Speaking of an inconsequential plot, Absolutely Fabulous the Movie is as fizzy as a freshly opened bottle of Bollinger champagne and with just as little nutritional value. Like Chris Pine’s Kirk and company, Jennifer Saunders’ Eddy and Joanna Lumley’s Patsy wink at the camera, knowing full well the audience is as interested in how they ridicule the source material as celebrate it. AbFab ran in the early-to-mid 90s on the BBC and on Comedy Central (with a few additional seasons and TV movies for good measure into the 2000s). The series relentlessly skewered celebrity-culture well before it was such. a. thing. (Thanks, TMZ and Perez Hilton and Kardashians … for nothing.) And Patsy and Edina with their chemically-altered lives and propensity for fashion-victimhood anticipated the solipsism of shallow, egomaniacal dunderheads like The Real Housewives, Sarah Palin, The Bachelor, Justin Bieber, and, um, Donald Trump. (I’d vote for Joanna Lumley any day – her Botoxed ire for any who dare ask her to smoke outside is worth the price of admission alone.)

This Abbott and Costello for the Reality TV age couldn’t have re-emerged at a better moment. Their bewilderment over and preoccupation with a world that values youth and shiny objects over pretty much anything/anyone with even the slightest shred of substance is as timely an allegory as we can get. The film relates Eddy’s desperate need to right her PR career (“I do PR, darling. Lots of PR things.”), leading her to a series of random celebrity encounters, like an R-rated Muppet Movie, with Jon Hamm, Joan Collins, Dame Edna, Graham Norton, Chris Colfer, Emma Bunton, Lulu, Gwendolyn Christie, and a bunch of other celebs vaguely familiar if you’ve ever spent any time on BBC America. Eventually, her spiraling hysteria results in model Kate Moss falling off a balcony and disappearing into the Thames (don’t ask), and Eddy finds herself on the wrong-end of a media maelstrom for the catwalk siren’s possible “murder.”

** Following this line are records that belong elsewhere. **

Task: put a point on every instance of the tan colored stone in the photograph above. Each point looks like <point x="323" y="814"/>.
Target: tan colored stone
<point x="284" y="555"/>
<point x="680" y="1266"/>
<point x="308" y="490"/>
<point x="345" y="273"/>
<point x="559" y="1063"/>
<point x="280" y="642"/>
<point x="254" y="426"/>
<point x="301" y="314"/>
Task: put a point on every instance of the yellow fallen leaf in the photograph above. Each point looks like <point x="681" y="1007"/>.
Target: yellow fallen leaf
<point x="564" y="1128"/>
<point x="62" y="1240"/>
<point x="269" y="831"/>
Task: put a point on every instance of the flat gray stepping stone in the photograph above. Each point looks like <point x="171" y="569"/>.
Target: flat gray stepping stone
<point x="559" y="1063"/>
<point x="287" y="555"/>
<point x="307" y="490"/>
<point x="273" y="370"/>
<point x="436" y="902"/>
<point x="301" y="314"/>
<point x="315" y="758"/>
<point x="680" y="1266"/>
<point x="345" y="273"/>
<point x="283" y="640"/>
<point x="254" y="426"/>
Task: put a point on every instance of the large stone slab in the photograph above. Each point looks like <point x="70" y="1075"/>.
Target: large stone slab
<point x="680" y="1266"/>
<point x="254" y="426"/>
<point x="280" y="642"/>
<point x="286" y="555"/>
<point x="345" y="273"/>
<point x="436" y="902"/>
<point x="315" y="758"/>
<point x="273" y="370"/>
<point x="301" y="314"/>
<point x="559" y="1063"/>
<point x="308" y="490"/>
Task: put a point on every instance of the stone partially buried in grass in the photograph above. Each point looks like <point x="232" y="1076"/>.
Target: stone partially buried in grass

There are endless opportunities for materialistic sight-gags as heinous fashion is celebrated as high art, and Lumley regularly steals the show, particularly when she dresses up as a man – a swaggering Tom Selleck with a blonde pony-tail, eviscerating insufferable machismo –  to woo a dowager empress on the French Riviera. Dirty Rotten Scoundrels, anyone? All the series favorites return, including Julia Sawalha as Eddy’s long-suffering/happily martyred daughter Saffron (who has a number of surprisingly delicate character turns as she wrestles with her own aging and her complicated familial relations), Jane Horrocks (Little Voice) as Eddy’s craftily inept assistant “Bubble,” Celia Imrie (The Best Exotic Marigold Hotel) as Eddy’s frosty rival Claudia Bing, June Whitfield as Eddy’s exasperated/instigating mother, and Mo Gaffney as Saffron/Saffy’s myopically liberal step-mother Bo.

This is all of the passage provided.